Machine Learning Techniques for Time Series Predictions in Unmonitored Water Resource Sites

This paper presents a comprehensive survey of ML techniques applied to the challenge of predicting dynamic environmental variables in unmonitored water resource sites. With the inadequacy of monitoring infrastructure for global freshwater resources, there is a pressing need for effective predictive models to manage water resources amidst changing climates and increased human impacts. The authors focus on ML's capacity to outperform traditional process-based models in time series predictions and explore various applications and methodologies for water resources, such as streamflow and water quality prediction.

The paper categorizes ML methodologies into three main approaches: entity-aware broad-scale modeling, transfer learning, and knowledge-guided machine learning (KGML).
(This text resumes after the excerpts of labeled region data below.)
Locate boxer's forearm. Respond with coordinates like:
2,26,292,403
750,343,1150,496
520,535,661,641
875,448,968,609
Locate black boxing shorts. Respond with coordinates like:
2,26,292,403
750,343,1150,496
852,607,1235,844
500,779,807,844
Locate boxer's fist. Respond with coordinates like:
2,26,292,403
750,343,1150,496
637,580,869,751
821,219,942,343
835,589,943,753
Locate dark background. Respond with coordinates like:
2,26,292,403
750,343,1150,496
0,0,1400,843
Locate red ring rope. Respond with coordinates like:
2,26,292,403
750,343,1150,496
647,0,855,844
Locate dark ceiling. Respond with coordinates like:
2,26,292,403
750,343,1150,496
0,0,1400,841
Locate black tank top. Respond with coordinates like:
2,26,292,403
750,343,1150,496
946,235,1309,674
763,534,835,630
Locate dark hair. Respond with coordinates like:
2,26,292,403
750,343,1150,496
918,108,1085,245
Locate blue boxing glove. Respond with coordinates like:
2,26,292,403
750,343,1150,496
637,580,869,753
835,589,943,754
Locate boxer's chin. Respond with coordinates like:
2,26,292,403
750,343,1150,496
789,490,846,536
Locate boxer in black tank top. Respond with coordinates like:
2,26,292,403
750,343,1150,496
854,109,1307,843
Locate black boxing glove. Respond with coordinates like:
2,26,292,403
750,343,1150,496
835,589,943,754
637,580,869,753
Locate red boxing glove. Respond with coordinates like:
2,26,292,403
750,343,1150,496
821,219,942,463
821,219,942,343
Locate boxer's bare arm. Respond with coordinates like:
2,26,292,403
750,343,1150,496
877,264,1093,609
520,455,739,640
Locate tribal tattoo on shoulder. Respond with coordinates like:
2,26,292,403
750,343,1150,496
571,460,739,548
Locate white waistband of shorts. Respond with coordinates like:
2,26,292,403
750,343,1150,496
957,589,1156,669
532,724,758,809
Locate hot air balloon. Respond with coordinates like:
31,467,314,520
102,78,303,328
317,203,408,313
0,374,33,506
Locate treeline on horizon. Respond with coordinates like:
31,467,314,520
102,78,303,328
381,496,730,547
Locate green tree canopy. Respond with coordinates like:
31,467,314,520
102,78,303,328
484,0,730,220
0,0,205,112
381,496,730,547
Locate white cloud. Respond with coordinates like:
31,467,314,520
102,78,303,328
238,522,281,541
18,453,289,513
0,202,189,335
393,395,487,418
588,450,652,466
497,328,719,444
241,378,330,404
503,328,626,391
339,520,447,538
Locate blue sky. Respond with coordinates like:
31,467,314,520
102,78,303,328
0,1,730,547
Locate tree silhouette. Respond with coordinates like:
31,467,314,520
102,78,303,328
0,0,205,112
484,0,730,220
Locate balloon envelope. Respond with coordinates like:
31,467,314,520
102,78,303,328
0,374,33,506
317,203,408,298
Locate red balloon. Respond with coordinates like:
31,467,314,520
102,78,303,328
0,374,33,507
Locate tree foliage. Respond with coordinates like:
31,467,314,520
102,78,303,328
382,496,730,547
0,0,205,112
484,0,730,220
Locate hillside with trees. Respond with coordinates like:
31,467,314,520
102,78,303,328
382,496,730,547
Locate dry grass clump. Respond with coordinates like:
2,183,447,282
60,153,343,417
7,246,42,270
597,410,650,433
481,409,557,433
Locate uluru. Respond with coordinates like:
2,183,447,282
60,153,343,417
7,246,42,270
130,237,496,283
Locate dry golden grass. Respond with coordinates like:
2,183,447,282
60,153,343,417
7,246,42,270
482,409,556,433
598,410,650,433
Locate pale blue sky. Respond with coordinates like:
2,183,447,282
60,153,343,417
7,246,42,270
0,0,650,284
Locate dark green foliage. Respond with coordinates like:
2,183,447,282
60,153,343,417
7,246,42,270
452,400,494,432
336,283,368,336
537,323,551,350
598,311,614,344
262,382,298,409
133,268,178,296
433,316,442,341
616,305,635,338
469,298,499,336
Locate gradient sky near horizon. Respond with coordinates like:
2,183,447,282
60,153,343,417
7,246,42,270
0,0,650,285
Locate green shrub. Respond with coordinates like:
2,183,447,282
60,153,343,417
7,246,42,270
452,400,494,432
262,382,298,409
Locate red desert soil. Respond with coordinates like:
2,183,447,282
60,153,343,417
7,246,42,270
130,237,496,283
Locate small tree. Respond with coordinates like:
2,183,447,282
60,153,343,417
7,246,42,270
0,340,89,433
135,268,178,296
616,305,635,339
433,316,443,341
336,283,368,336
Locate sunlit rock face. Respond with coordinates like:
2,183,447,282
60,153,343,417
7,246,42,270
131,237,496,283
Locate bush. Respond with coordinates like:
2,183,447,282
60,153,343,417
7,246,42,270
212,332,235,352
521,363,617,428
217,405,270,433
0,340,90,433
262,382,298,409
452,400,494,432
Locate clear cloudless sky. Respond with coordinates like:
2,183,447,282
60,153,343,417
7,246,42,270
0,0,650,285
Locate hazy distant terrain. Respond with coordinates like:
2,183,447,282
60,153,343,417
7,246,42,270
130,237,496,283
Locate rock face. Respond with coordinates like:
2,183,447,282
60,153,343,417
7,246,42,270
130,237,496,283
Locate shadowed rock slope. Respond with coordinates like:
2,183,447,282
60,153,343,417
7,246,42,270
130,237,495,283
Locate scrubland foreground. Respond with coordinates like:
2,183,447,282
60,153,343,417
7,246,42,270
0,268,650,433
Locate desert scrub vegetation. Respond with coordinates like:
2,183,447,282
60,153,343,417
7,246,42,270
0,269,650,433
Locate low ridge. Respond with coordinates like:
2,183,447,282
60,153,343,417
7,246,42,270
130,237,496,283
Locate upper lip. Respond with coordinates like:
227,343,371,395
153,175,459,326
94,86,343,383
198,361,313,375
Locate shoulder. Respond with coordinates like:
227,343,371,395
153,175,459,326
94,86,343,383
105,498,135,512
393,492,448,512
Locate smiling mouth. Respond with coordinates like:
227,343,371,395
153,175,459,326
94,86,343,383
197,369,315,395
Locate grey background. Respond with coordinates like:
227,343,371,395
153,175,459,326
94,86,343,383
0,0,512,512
  1. Entity-Aware Broad-Scale Modeling: This method primarily involves the development of models that encompass a large number of monitoring sites to account for spatial heterogeneity. The analysis finds that long short-term memory (LSTM) networks dominate this approach due to their effectiveness in capturing temporal dependencies. The review also highlights that incorporating site characteristics alongside dynamic inputs can enhance prediction performance significantly. Comparisons between models using all available data and those focusing on similar behavioral sites reveal that broad-scale models tend to perform better, suggesting a preference for leveraging diverse datasets.
  2. Transfer Learning: Transfer learning addresses scenarios where target systems have no or scarce data by utilizing knowledge derived from related, well-monitored systems. The paper discusses various strategies, including meta transfer learning, which uses a metamodel to select the best source models for transfer based on site characteristics and other contextual data. This approach aligns with the need to generalize ML applications in environments lacking sufficient observations.
  3. Knowledge-Guided Machine Learning (KGML): KGML integrates domain knowledge into ML frameworks to enhance predictive performance and address the limitations of black-box ML models. The survey explores various KGML methods, including using informed loss functions to steer predictions toward physically consistent outputs and differentiable process-based models, which maintain process-based structure while incorporating ML flexibility.

The paper underscores the current dominance of LSTM models for environmental time series prediction and emphasizes the potential of KGML techniques to bridge the gap between ML performance and domain-specific interpretability. The authors argue for the consideration of all available data in model training to maximize prediction accuracy, suggesting that models trained on heterogeneous datasets often generalize better to unmonitored sites.

The paper identifies several open questions for future research, such as the optimal selection of training data and input features, the role of dynamic vs. static site characteristics, and the integration of KGML to enhance the transferability and interpretability of predictions. Moreover, the paper calls for the development of uncertainty quantification techniques and advancements in explainable AI to foster trust and understanding in ML-driven water resource management.

Ultimately, this survey provides a valuable resource for researchers seeking to enhance ML applications in water resources by synthesizing state-of-the-art methodologies and highlighting areas for further investigation. The integration of ML with domain knowledge and regional data presents opportunities for more robust and generalized predictions, potentially transforming management practices for global water resources.